Jesus seemed to disrupt certainty not by arguing against it, but by embodying something that couldn’t be contained by it, a way of being that invited people back into relationship rather than agreement.
Certainty speaks from position.
Love speaks from presence.Certainty claims truth.
Love embodies it.
There is a kind of grief that comes with seeing how much certainty has cost us, especially when it was learned in the name of safety, belonging, or love. It isn’t the sharp grief of sudden loss like I experienced last month, but the subtler kind that arrives when you realize how long something essential has been set aside in order to survive.

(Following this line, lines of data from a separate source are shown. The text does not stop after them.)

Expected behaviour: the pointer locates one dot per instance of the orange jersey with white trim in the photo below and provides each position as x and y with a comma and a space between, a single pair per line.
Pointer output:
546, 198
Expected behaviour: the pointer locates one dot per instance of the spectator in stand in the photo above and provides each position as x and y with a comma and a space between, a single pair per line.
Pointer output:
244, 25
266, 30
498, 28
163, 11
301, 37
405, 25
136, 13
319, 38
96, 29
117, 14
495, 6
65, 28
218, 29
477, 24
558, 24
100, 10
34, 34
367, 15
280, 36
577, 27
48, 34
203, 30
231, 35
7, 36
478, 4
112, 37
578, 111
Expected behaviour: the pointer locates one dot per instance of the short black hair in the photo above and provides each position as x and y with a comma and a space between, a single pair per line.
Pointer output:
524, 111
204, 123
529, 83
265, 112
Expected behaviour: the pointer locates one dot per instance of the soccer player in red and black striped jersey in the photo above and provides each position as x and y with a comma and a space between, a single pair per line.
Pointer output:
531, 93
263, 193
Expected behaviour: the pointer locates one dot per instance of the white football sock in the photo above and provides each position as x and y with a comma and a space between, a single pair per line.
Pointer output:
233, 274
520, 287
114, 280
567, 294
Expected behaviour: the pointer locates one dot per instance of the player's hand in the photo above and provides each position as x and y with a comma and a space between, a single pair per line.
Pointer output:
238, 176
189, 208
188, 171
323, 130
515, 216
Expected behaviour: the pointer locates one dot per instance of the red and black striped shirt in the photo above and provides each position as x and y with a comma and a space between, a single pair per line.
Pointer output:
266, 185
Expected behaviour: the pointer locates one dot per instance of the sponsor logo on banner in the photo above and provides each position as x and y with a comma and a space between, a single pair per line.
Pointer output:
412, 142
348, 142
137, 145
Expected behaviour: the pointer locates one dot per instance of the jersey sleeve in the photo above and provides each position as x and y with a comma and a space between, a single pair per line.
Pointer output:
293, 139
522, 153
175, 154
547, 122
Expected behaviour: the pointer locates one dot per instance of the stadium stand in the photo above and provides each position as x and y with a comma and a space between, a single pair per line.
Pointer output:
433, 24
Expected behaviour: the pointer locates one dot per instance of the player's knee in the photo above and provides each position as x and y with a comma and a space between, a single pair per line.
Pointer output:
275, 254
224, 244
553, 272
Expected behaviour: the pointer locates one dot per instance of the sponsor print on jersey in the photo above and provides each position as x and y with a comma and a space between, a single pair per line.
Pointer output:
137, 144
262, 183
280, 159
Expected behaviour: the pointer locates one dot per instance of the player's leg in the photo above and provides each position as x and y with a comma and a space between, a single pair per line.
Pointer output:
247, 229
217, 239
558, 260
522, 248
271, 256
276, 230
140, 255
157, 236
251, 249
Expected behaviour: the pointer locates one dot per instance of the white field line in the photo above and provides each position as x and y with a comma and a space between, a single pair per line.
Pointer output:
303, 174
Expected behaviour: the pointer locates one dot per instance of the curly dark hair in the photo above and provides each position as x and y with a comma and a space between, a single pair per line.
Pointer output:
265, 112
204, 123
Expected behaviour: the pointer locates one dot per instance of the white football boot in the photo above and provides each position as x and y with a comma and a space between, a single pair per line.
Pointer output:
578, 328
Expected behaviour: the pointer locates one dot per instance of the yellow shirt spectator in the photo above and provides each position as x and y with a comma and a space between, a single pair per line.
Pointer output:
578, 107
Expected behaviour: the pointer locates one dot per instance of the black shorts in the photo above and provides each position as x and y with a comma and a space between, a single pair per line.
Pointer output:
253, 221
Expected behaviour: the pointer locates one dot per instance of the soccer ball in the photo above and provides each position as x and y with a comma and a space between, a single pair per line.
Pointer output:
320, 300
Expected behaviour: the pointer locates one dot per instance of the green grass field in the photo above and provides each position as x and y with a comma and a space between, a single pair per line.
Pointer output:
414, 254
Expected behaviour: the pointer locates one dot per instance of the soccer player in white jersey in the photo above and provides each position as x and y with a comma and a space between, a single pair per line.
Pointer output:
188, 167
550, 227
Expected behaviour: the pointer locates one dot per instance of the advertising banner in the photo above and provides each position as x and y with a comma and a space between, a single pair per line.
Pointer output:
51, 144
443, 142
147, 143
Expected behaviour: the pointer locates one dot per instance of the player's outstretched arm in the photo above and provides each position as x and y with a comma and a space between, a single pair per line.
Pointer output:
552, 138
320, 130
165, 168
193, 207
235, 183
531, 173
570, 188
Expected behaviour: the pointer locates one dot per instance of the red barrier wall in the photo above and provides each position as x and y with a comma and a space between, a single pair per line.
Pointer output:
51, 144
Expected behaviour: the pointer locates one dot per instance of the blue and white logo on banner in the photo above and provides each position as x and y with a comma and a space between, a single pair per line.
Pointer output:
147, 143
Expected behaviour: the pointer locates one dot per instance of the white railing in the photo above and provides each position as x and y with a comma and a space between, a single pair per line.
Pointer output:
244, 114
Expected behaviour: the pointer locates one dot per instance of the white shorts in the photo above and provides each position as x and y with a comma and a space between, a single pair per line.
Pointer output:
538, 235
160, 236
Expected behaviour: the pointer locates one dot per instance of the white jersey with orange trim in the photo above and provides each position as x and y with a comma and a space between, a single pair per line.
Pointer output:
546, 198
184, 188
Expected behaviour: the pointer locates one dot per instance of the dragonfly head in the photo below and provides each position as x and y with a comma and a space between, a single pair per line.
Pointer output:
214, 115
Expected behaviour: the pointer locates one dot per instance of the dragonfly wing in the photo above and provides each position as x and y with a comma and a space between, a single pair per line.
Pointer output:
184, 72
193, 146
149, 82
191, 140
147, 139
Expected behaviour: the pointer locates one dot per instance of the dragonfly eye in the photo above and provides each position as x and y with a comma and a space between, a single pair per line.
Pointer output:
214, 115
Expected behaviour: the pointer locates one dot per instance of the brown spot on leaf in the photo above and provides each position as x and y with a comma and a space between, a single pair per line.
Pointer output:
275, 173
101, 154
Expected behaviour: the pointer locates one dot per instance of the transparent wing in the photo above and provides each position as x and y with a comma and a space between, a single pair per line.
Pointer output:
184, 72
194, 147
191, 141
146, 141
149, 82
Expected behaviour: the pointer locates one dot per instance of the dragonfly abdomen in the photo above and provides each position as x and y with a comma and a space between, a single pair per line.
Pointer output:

I feel that grief most clearly when I notice how many people, myself included, learned to trade aliveness for acceptance without ever naming it as a trade. Certainty offered structure in moments when the nervous system needed something firm to hold, and in that sense it deserves compassion. What hurts is not that certainty was learned, but how rarely any of us were given a way back to experiencing our own authenticity.
Certainty manages experience.
Love allows experience.
I heard someone say recently that sometimes grief needs a witness, not a fix, and something in me recognized the truth of that immediately. Grief seems to settle not when it is explained or reframed, but when it is allowed to be seen without urgency or correction.
When grief is met this way, it doesn’t disappear, but it does change. The nervous system no longer has to defend against the feeling itself, which creates just enough space for coherence to return without being forced.
There are still moments when certainty feels easier, especially when grief is close and clear answers promise relief. What I’m discovering instead is that love doesn’t rush those moments away, but stays with them, steady and available, until something inside no longer feels alone. I’m learning to trust that kind of staying.
Certainty demands that grief be fixed.
Love allows grief to be witnessed.
When I think back to the days and weeks after Bob’s death, what I remember most isn’t what was said, but how the spaces felt. I remember sensing, often before any words were spoken, whether a conversation was going to be tender or braced, open or careful. I’ve come to sense that the space we create matters far more than the certainty or explanations we bring into it. Something in us knows, almost immediately, whether we are being met with presence or pressure, and that knowing quietly shapes what becomes possible next.